I enjoy reading debut novels. It’s like rolling the dice; they can be really, really badly written. Sometimes, however, a book will present a new voice, one that is unique and interesting. Leah Weiss, the author of If the Creek Don’t Rise, is a new author to keep an eye on. Her writing is beautiful.
Beautiful writing about a beautiful and troubling area of the United States – the Appalachian Mountains in North Carolina in the 1970s.
Young Sadie Blue is no sooner married when her new-husband Roy Tupkin begins beating the hell out of her just for the fun of it. A mere girl, pregnant with his child, she doesn’t quite know what to do or where to turn. She is surrounded by adverse poverty and by people who have never been more than a few miles from their home. Crippled by ignorance, drug and alcohol abuse, and a reliance on a belief in magic (the area’s “healer” walks around with a crow living in her hair), her family and friends are of little help.
Enter the new school marm who is not from around these-here parts, who takes Sadie under her wing and tries to help her and others. Every time she turns around, however, she is met with obstacles and mistrust and ignorance.

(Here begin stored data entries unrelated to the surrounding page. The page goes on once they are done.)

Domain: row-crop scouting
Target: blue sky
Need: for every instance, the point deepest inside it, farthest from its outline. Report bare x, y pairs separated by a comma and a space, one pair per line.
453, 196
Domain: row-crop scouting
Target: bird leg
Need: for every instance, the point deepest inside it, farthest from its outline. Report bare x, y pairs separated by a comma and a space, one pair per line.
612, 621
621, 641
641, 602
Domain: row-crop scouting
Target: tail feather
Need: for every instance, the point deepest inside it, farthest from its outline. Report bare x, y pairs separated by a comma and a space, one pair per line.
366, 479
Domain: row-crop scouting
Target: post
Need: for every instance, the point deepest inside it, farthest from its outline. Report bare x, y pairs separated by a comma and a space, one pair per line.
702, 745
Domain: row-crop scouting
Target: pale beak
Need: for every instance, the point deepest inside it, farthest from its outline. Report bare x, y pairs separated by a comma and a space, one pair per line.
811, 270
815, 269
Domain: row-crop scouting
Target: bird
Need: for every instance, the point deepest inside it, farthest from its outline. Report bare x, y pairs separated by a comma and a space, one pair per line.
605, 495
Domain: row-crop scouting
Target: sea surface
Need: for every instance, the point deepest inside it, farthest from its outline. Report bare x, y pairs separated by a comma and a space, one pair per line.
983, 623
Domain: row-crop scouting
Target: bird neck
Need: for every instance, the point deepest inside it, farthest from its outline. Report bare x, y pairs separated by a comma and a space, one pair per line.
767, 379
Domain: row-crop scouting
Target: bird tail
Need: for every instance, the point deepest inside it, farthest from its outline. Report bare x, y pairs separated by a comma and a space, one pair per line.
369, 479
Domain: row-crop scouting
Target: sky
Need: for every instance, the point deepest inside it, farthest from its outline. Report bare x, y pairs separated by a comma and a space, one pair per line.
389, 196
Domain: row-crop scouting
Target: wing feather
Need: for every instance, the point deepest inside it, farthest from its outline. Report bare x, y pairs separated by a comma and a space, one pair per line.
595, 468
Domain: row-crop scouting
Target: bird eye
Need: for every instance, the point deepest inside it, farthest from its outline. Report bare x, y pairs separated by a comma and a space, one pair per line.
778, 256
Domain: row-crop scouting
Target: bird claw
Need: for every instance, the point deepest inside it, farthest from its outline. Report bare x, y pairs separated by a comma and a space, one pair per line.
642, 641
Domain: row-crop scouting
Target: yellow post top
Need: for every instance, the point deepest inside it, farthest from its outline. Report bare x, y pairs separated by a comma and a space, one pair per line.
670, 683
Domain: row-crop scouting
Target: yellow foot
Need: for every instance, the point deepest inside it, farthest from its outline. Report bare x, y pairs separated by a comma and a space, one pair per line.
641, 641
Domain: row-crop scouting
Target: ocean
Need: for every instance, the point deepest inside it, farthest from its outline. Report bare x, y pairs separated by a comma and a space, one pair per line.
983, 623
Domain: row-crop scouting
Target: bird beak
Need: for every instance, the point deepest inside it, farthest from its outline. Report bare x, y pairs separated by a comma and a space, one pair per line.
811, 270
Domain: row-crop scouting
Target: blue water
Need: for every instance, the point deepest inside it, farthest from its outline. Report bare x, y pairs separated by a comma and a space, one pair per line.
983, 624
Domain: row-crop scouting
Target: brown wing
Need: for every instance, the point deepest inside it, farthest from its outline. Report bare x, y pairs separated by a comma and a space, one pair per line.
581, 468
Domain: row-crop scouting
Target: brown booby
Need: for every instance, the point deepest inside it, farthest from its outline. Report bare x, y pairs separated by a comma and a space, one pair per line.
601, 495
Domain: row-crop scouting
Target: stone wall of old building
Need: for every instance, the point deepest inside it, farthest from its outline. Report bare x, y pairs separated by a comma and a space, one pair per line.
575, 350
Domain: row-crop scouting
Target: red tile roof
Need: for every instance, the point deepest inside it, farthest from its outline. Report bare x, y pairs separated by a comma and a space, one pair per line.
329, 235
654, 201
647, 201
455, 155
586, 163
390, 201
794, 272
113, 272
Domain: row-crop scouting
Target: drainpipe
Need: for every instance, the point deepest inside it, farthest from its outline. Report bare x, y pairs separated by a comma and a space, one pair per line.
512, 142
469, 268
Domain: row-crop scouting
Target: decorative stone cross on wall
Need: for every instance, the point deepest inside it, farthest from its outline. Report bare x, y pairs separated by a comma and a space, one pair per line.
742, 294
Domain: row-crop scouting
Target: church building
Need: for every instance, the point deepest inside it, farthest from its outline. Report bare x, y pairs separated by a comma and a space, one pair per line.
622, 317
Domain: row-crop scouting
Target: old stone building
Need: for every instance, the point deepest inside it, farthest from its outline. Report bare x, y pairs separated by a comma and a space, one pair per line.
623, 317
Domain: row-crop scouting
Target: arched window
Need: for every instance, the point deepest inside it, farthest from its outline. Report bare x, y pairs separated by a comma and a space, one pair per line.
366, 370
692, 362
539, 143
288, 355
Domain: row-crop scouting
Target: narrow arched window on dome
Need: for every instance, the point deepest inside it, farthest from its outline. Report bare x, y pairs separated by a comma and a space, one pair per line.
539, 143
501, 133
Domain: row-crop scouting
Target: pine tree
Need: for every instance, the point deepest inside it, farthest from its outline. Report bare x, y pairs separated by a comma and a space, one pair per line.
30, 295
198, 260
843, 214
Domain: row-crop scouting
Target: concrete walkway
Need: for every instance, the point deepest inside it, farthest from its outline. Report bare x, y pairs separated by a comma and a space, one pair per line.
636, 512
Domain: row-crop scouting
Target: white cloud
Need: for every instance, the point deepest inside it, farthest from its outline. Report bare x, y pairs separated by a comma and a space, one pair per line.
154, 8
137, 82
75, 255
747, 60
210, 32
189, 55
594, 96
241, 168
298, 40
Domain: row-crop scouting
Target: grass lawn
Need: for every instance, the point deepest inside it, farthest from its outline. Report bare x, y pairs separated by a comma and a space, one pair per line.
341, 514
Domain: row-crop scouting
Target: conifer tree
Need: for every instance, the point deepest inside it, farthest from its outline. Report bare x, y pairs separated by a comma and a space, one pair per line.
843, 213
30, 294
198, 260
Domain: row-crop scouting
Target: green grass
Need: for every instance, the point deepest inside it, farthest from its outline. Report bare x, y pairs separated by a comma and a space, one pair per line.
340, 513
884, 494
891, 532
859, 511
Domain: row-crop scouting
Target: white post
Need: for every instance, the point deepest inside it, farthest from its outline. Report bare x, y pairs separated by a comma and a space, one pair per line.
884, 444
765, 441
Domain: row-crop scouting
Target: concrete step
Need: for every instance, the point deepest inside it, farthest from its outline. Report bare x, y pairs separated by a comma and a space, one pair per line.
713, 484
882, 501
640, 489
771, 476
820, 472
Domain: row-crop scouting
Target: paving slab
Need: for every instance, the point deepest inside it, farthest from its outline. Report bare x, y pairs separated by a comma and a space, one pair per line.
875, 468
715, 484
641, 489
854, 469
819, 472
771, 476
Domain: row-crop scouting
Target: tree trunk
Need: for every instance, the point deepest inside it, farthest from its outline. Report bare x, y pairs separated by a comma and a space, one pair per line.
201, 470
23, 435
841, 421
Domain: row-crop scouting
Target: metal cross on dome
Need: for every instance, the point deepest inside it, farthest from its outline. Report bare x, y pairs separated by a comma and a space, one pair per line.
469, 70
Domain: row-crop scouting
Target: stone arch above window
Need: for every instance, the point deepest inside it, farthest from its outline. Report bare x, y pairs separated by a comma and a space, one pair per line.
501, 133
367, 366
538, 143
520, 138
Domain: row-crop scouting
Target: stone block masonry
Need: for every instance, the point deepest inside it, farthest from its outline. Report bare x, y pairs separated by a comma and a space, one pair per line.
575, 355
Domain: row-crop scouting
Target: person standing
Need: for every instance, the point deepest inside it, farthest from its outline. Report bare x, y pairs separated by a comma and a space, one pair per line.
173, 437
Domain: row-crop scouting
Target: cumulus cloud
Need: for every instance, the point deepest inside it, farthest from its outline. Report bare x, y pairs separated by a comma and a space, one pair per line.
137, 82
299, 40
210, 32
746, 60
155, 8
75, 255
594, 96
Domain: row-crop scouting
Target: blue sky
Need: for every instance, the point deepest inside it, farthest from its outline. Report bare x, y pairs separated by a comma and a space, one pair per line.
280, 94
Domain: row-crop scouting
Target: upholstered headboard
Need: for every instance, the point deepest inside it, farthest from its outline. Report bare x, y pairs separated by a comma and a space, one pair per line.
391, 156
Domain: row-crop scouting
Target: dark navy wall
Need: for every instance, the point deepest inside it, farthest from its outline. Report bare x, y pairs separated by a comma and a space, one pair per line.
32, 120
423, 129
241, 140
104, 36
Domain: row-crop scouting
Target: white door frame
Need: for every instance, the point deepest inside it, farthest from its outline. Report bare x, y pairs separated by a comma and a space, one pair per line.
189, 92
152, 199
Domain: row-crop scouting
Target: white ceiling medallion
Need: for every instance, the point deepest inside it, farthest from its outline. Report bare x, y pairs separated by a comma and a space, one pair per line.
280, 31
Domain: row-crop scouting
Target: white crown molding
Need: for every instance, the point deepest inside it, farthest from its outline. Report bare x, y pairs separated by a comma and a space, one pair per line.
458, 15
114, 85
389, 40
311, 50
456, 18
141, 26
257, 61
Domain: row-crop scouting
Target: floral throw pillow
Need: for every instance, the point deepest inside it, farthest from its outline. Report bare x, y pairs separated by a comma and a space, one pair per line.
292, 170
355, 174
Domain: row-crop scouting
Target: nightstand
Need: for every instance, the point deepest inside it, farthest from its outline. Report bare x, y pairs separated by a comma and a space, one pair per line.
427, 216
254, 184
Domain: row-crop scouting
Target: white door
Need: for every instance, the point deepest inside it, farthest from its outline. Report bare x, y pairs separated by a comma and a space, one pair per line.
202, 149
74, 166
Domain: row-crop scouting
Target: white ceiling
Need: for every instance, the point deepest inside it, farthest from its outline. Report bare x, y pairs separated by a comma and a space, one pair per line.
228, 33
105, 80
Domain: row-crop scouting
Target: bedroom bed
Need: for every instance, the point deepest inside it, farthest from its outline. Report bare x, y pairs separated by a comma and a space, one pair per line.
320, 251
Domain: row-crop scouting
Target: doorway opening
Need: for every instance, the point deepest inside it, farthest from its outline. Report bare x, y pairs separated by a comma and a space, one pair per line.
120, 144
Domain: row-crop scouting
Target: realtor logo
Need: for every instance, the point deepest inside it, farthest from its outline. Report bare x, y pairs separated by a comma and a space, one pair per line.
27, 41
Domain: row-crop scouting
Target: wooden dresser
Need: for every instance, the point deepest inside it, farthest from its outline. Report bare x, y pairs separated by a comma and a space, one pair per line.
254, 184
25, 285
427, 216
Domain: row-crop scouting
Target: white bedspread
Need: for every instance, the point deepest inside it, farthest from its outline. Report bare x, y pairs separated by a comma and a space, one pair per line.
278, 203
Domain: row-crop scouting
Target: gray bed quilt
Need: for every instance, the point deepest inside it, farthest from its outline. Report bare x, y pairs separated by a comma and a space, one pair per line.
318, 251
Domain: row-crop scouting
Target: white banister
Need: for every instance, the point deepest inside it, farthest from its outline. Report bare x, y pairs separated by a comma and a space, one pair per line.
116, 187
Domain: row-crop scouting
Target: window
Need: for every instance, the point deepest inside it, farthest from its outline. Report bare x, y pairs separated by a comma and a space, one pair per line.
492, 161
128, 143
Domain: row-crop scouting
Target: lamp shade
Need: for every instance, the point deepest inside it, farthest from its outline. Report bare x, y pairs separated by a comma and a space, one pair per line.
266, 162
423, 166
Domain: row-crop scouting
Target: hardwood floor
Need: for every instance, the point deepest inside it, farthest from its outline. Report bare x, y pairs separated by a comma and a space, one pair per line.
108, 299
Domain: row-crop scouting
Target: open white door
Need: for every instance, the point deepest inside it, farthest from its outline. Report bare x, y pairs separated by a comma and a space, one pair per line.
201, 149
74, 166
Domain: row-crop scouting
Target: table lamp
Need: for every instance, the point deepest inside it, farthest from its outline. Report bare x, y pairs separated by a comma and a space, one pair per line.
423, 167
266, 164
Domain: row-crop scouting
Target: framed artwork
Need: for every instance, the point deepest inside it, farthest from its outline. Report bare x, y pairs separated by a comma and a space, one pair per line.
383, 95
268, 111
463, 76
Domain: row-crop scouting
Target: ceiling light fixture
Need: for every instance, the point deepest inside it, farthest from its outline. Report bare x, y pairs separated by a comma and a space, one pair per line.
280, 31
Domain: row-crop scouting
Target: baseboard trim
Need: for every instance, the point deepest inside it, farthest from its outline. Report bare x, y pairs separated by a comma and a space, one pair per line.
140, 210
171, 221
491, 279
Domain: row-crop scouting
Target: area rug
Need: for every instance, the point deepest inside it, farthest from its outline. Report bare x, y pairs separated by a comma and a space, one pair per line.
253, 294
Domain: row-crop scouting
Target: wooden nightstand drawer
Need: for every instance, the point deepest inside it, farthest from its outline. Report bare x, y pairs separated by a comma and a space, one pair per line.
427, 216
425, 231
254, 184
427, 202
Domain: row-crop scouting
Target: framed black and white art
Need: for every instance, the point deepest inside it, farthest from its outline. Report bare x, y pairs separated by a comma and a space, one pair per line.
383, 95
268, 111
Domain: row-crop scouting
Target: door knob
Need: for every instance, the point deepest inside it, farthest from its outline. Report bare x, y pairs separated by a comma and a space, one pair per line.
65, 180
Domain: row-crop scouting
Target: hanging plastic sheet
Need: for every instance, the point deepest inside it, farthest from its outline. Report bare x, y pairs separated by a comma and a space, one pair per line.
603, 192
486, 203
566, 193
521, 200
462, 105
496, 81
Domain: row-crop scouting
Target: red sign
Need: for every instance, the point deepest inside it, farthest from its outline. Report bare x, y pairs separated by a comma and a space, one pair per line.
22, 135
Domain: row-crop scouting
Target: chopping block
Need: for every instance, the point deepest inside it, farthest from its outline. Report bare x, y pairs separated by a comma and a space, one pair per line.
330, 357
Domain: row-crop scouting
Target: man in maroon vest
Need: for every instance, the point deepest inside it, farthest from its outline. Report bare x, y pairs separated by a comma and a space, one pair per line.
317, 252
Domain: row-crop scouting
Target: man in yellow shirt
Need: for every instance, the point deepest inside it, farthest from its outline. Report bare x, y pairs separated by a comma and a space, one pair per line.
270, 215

The story is told from 10 different viewpoints, and I frankly found it utterly confusing. The storylines are related, it’s true. It’s also true that the author does a very good job of giving each narrator a unique voice. Nevertheless, 10? Really?
Sadie knows the only way she will survive is to get rid of her husband, who is basically evil incarnate. The twists and turns of the novel are interesting, as is the seemingly realistic dialogue. The dialogue, in fact, seemed so realistic that I often had a hard time understanding what the characters were saying.
The novel has no “good guys” and “bad guys” (well, except for Roy Tupkin). Instead, each character has an interesting blend of characteristics, thereby eliminating caricatures. The ending was completely unexpected and left me squirming a bit.
If the Creek Don’t Rise is not a cheerful look at the hills of North Carolina. It is grim and depressing. I recommend it with that caveat.